Commack just landed a new grocery heavyweight, as fast-growing South Asian chain Apna Bazar has taken over the former Sanjha Bazaar supermarket on Jericho Turnpike and planted its flag in Suffolk County.

The Commack store quietly flipped its sign and reopened under the Apna Bazar banner on May 7, 2026, in the same roughly 19,500-square-foot space. Inside, regulars are now finding a beefed-up café menu, a full halal meat counter and expanded aisles stacked with spices, fresh produce and bulk staples. Shoppers say the prices are lower and the one-stop selection is the kind of spread many Long Islanders have been driving into Nassau County to find.
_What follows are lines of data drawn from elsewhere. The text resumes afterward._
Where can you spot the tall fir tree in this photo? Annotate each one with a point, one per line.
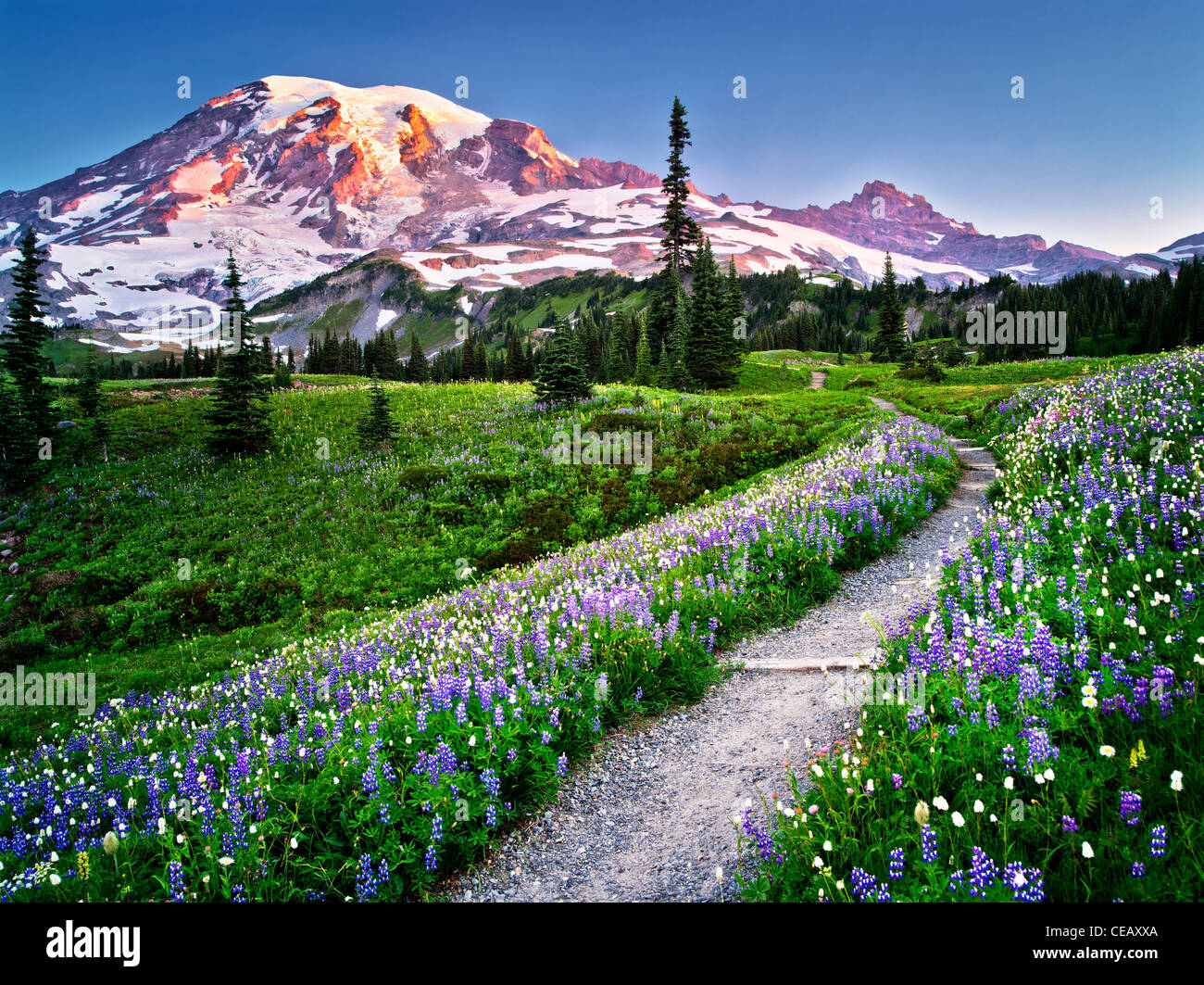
(682, 234)
(675, 373)
(417, 369)
(89, 385)
(514, 369)
(377, 426)
(711, 349)
(890, 342)
(643, 373)
(561, 377)
(240, 414)
(25, 403)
The conversion was first detailed by Newsday, which reported that entrepreneur Mohinder Pal Singh is a minority owner of the Commack store and that the shift to Apna came with new merchandising and pricing strategies. The outlet also noted that Apna Bazar is lining up more openings in 2026, including at least one additional Nassau County location and a Hillside Avenue site in Jamaica, Queens.

Chain Footprint and Supply Lines

Apna Bazar highlights dozens of U.S. locations on its website, according to Apna Bazar, with a growing network that stretches from Jackson Heights and Hicksville to Norwood, Massachusetts. Company materials emphasize distribution hubs on Long Island and in Queens that allow the chain to import products directly from South Asia and the Caribbean, a setup executives say supports their push into larger store formats as the brand scales up.

From Sanjha to Apna

The Commack site got its start as Sanjha Bazaar in late 2024. As Greater Long Island reported at the time, the store at 2160 Jericho Turnpike was led by Singh and billed as one of Suffolk County's largest South Asian grocery footprints, explicitly designed to fill a regional gap for specialty ingredients and prepared foods.

What Shoppers and Competitors Might Notice

Customers interviewed by Newsday pointed to the lower prices and wider selection as the main draw at the revamped Commack store. Company executives told the outlet that Apna Bazar leans heavily on private-label brands to hold down costs, a tactic that helps keep staple items competitive while broadening the appeal beyond strictly South Asian shoppers. All of that is likely to heat up the contest for grocery dollars against other regional South Asian markets in Nassau and Suffolk as Apna targets both ethnic and mainstream customers.

Where Apna Goes Next

Apna is not just thinking big, it is thinking huge. The chain is also pursuing a supersized format, with a 70,000-square-foot flagship in Shrewsbury planned to take over a vacant Stop & Shop in Massachusetts. The project signals that Apna is testing everything from neighborhood-scale markets to large destination stores as it feels out where it fits in the broader supermarket landscape.

If both the Shrewsbury buildout and the new Commack operation hold, Apna Bazar could emerge as a more visible regional rival to mainstream supermarket players, not just a niche stop for specialty staples.